Big Data with Hadoop

May 30, 2018

What is Big Data?

There are several definitions of Big Data available but the specific definition is not available. Simply we can say Big Data is “the amount of data (structured and unstructured) just beyond technology's capability to store, manage, and processes efficiently." In other words, we can characterize the Big Data by four V's: Volume, Variety, Velocity, and Value.

Revolution of Hadoop:

Hadoop revolution started with two people, Mike Cafarella and Doug Cutting. Both were working on building a search engine system that can index 1 billion pages. They came across a paper which was published in 2003 that describes the architecture of Google's distributed file system (called GFS). After that google introduced MapReduce and published a research paper. These two paper led to the foundation of the framework called "Hadoop". In 2006, Yahoo created Hadoop based on GFS and MapReduce with Doug Cutting and team on a 1000 node cluster. Later in January 2008, Yahoo released Hadoop as an "Open-Source Project". Today, Hadoop's framework and ecosystem of technologies are managed by Apache Software Foundation.

Overview of Hadoop:

Hadoop is an open source framework from Apache and is used to store and process the data. which is a very huge amount of data. Hadoop is written in JAVA that allows distributed processing of large datasets. Hadoop is developed for data processing applications which are executed in a distributed computing environment. It is being used by Facebook, Yahoo, Google, Twitter etc.

Hadoop Architecture:

MapReduce:

MapReduce as the name implies it is a two-step process. There is a Mapper and Reducer programmers will write the mapper function which will go out and tell the cluster what data point we want to retrieve. The Reducer will then take all of the data and aggregate. All data in MapReduce flows in the form of key and value pairs, <key, value>.

Function	Input	Output
Map	<Key1, Value1>	List(Key2, Value2)
Reduce	<Key2, List(Value2)>	List(Key3, Value3)
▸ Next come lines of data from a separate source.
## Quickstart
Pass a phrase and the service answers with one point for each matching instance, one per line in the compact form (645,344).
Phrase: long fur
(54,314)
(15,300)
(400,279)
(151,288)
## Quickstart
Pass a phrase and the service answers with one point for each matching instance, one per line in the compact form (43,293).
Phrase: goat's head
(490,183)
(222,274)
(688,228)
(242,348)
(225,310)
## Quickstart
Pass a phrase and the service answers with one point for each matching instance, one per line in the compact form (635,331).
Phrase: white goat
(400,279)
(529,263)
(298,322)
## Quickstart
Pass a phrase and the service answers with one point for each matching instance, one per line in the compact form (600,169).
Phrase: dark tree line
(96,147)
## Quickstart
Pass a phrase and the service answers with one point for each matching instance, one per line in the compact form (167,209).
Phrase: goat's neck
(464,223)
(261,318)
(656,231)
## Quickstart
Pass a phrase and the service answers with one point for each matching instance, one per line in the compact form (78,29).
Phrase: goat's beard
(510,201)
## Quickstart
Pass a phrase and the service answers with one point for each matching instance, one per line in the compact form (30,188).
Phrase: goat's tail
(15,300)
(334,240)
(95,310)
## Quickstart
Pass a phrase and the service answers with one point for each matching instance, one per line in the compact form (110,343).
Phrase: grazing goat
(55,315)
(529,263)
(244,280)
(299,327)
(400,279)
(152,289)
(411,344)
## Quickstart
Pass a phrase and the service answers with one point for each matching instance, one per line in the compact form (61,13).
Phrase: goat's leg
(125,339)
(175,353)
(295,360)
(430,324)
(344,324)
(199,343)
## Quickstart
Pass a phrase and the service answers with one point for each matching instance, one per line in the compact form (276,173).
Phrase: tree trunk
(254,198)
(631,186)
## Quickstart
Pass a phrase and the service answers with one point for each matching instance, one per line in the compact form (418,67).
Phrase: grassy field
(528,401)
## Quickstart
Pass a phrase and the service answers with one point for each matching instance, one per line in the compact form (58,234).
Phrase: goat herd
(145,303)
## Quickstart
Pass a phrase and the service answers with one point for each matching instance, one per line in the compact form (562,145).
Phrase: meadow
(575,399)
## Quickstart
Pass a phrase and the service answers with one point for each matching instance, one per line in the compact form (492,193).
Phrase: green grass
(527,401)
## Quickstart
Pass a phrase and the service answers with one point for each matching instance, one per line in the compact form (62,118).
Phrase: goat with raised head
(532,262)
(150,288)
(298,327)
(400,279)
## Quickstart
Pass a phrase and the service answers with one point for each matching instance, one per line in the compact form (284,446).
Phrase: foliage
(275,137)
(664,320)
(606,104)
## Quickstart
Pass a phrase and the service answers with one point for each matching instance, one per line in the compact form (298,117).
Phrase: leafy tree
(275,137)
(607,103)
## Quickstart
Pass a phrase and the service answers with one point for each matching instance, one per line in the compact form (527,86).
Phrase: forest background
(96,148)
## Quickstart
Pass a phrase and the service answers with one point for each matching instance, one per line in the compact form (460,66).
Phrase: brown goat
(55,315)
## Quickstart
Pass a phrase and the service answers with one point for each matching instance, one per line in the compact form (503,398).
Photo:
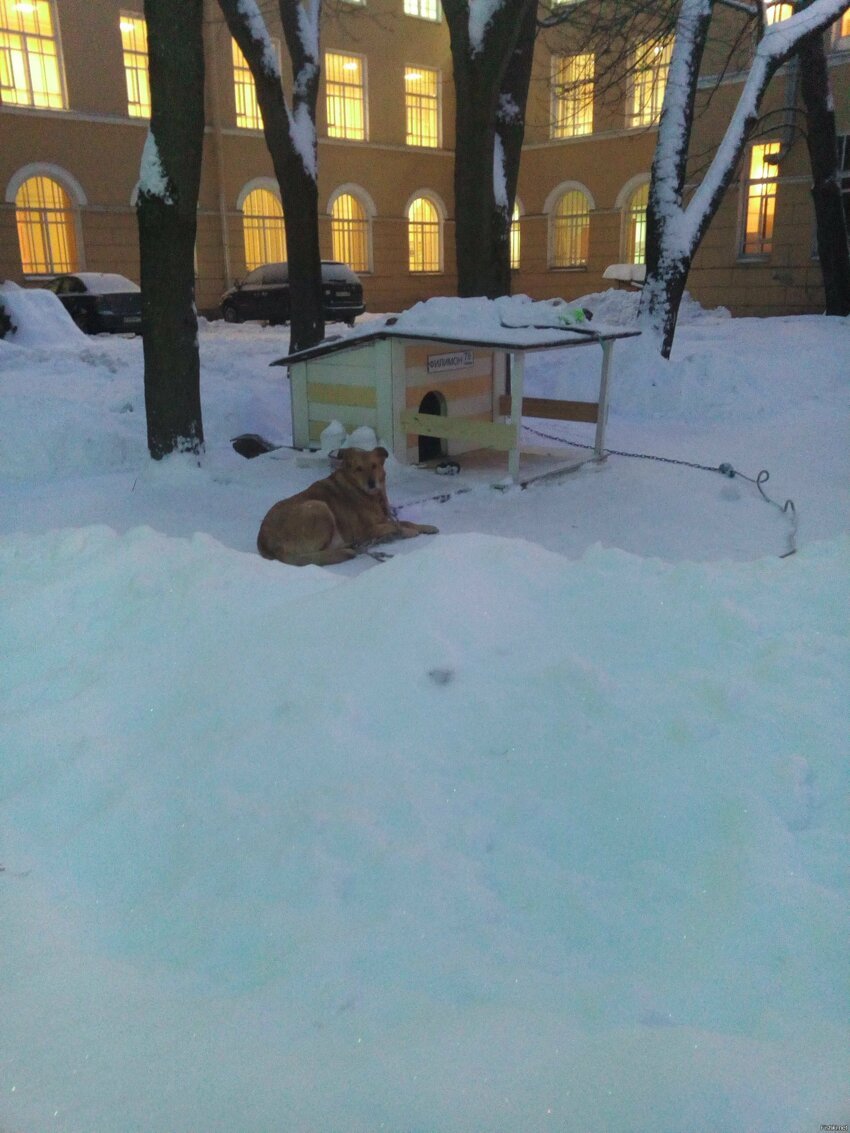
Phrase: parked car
(264,294)
(100,301)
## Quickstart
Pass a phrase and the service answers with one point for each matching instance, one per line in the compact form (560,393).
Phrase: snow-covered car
(100,301)
(264,295)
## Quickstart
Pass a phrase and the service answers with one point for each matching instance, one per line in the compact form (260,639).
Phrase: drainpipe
(789,129)
(220,155)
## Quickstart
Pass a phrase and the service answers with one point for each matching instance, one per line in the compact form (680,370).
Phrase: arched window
(424,236)
(636,224)
(47,228)
(265,240)
(515,237)
(349,232)
(570,230)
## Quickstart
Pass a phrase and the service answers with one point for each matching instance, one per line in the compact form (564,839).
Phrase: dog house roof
(511,323)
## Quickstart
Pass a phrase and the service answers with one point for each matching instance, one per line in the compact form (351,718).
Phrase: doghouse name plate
(458,359)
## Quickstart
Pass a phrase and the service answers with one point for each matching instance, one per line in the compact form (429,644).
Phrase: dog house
(430,394)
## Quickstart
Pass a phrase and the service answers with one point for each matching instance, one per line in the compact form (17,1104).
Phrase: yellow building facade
(74,104)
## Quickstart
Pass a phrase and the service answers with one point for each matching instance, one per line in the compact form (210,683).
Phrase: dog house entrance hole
(431,448)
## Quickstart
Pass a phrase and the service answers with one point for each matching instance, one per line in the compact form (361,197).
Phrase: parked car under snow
(264,295)
(100,301)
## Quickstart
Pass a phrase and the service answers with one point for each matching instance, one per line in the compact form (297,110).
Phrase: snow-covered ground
(540,825)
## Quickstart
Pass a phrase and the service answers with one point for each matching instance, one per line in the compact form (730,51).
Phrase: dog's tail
(263,546)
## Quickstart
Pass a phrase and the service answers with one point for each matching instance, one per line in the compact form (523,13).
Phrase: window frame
(571,109)
(411,227)
(559,221)
(645,96)
(411,70)
(359,229)
(132,68)
(69,260)
(431,5)
(244,82)
(515,237)
(841,33)
(751,247)
(58,100)
(362,86)
(257,233)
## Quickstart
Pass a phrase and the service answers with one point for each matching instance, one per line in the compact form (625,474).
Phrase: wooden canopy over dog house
(466,392)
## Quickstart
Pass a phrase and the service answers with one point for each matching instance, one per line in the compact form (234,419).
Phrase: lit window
(844,177)
(651,64)
(842,32)
(774,13)
(349,232)
(422,105)
(636,224)
(47,230)
(761,201)
(425,9)
(30,70)
(423,236)
(265,239)
(571,95)
(245,92)
(346,94)
(515,238)
(134,42)
(570,230)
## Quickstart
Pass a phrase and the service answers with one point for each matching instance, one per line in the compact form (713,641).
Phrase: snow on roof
(39,317)
(512,322)
(107,282)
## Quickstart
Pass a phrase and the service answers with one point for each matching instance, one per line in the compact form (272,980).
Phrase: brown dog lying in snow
(337,518)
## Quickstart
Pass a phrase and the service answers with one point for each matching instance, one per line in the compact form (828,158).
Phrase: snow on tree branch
(255,23)
(152,178)
(481,13)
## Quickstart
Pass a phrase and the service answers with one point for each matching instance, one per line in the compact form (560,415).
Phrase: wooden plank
(553,409)
(489,434)
(451,389)
(341,394)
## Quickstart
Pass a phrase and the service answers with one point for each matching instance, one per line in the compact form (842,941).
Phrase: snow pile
(538,825)
(39,317)
(618,307)
(360,842)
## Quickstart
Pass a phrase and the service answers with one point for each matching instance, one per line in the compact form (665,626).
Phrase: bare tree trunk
(167,213)
(678,230)
(485,70)
(510,127)
(668,261)
(290,136)
(822,142)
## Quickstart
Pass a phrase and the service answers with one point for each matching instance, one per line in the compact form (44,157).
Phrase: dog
(337,518)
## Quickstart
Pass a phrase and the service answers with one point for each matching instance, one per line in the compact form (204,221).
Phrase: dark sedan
(100,301)
(264,295)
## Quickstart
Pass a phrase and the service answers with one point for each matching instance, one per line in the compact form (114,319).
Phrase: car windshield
(105,283)
(275,273)
(338,273)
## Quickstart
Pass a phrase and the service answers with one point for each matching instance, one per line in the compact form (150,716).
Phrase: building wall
(99,146)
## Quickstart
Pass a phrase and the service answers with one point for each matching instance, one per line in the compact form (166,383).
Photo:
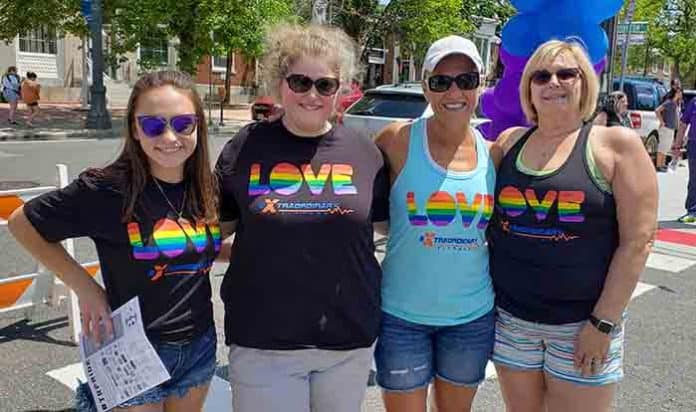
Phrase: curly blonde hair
(288,43)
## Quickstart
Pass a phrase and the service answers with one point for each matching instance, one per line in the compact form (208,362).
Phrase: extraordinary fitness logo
(272,206)
(431,240)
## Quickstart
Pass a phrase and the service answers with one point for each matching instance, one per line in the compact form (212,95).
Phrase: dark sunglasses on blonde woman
(567,75)
(299,83)
(440,83)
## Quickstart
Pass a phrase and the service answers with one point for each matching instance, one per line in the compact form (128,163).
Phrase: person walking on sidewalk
(437,297)
(11,84)
(31,93)
(575,213)
(614,111)
(667,115)
(152,215)
(688,121)
(301,292)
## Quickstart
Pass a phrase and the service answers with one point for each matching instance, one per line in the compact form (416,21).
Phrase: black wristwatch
(602,325)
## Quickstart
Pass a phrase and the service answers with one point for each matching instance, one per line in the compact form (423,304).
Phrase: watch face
(604,326)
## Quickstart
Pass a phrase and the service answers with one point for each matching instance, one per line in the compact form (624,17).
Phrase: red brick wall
(243,72)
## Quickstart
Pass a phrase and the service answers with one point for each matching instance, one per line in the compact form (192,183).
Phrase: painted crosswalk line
(220,396)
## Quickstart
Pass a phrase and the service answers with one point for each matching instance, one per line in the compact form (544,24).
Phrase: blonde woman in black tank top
(575,214)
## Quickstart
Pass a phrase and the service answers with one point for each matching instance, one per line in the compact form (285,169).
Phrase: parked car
(644,96)
(389,103)
(265,106)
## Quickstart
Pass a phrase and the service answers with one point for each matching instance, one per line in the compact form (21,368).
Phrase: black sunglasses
(154,126)
(299,83)
(440,83)
(567,75)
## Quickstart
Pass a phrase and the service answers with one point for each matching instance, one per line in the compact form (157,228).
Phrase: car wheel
(651,143)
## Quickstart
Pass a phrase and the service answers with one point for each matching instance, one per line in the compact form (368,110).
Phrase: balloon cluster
(538,21)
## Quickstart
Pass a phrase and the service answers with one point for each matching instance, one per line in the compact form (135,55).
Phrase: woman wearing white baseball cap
(437,297)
Hadoop Distributed File System (HDFS):

It is a storage component of Hadoop, which was designed and developed to handle large files efficiently. It is a distributed file system designed to work on a cluster and makes it easy to store large files by splitting files into blocks and multiple nodes. HDFS is written in Java and is a file system that runs within the user space.

Yet Another Resource Negotiator (YARN):

Yet Another Resource Negotiator (YARN) is used for job scheduling and manage the cluster. YARN is the foundation of the new generation of Hadoop (It means Hadoop 2.0), it helps organizations to use modern data architecture. Using Hadoop as the common standard for batch, interactive and real-time engines for YARN provide multiple access engines that can simultaneously access the same data set.

Common Utilities:

These are JAVA libraries and utilities which provides filesystem and OS level abstractions to start Hadoop.

How does Hadoop work?:

Hadoop has two main component HDFS which stores the data while MapReduce processes the data and after integration gets the desired output.

Now understand how data stored in Hadoop:

Hadoop has HDFS and it used to store the data. For keep running of HDFS Hadoop has two daemons.

Namenode (Runs on the master node)
Datanode (Runs on the slaves)

Namenode daemons stored the metadata while Datanode daemons store the actual data. NameNode operates in a “loosely coupled” way with the data nodes. It means elements of the cluster can dynamically change node as par real-time server capacity which fits the system.

The data is broken into small chunks called as "blocks" and these blocks are stored distributedly on different nodes in the cluster. Blocks are divided as per the replication factor manner (By default replication factor is 3).

Now understand how data processed in Hadoop:

MapReduce is the processing layer of Hadoop, it has also two daemons:

Resource Manager that splits the job submitted by the client into small tasks.
Node ManagerNode Manager works data stored in Data Nodes which perform parallel distributed manner.

The client should submit the algorithm to the master node for data processing. Hadoop works on the principle of data locality ie. Instead of moving data to the algorithm, the algorithm is moved to Datanodes where data is stored.

Let's summarize how Hadoop works step by step:

Input data are broken into blocks of size 128 Mb and 64 Mb. then, blocks are moved to different nodes.
Once all the blocks of the data are stored on data-nodes, then start the further processing of data.
Resource Manager schedules the program on individual nodes.
Once all the nodes process the data, the output is written back to HDFS .

Advantages:

Hadoop is a scalable storage platform because it can store and distribute very large data sets across hundreds of inexpensive servers that operate simultaneously.
Hadoop doesn't depend on hardware which provides fault-tolerance and high availability (FTHA).
Hadoop has a unique storage system and its based on the distributed file system that’s why the resulting data storing and processing is very faster than other.
Large computing clusters are prone to failure of individual nodes in the cluster. Hadoop is fundamentally resilient – when a node fails processing is redirected to the remaining nodes in the cluster and data is automatically re-replicated in preparation for future node failures.
Apart from open source, Hadoop has another big advantage, which is Hadoop is compatible with all platform since it is JAVA based.